A former cab driver came by in his mobility scooter. He evidently still had dining rights, as he was seated at the tables by the hut. Only cab drivers can sit there, I understood. Cab drivers also went inside the shelter, through the door which you see on the right of the hut, with a circular plate on it. The ex-Cab Driver told me he was a photographer now. “Street Photography”, he said. But he told me he was going to take up birdwatching. This was something it was convenient to do from a mobility scooter. He had no teeth, and it was hard to understand what he said. But nonetheless we enjoyed an extended conversation and listened to the birds we could hear in the park. He went off, waving from his vehicle, steering a confident route along the uneven pavement.

This shelter is called “the Chapel” because it is right next to St John’s Wood Chapel Gardens.

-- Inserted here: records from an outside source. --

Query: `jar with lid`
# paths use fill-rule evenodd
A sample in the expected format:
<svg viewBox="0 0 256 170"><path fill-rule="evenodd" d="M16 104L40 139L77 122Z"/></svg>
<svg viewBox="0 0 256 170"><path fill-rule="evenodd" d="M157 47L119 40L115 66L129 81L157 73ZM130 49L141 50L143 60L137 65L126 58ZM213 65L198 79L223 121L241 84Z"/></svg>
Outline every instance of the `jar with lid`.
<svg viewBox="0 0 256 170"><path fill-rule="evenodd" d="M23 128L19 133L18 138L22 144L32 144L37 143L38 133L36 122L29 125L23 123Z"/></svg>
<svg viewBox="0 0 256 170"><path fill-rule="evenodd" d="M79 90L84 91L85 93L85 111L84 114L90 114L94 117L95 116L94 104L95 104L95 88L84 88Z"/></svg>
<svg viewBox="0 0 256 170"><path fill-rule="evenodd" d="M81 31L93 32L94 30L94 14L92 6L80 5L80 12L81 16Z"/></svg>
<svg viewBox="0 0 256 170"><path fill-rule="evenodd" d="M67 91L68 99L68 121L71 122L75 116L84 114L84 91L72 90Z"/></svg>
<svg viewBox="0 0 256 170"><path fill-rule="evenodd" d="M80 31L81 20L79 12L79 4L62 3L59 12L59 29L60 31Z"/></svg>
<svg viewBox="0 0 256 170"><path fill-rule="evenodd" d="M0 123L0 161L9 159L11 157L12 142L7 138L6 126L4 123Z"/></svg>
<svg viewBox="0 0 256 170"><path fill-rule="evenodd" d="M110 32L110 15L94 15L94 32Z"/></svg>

It started to rain and I stopped sketching. I bought a bacon sandwich from the woman in the shelter and went to eat it in the garden.

The gardens are the Chapel graveyard. The watercolour artist John Sell Cotman is buried there. I have seen a large exhibition of his work at the British Museum.

Back at my desk, trying to channel my inner John Sell Cotman, I struggled to match the green colour of the shelter. It is called “Dulux Buckingham Paradise Green I”. 1 It exists in the Dulux Trade Paint range2, but not as a watercolour.

I tried to mix it myself, with partial success. Any colour varies depending on the light conditions, and the surroundings, so I forgive myself for not making an exact technical match. My green is made from Serpentine Genuine (Daniel Smith watercolour ) with touches of Mars Yellow and Ultramarine Blue.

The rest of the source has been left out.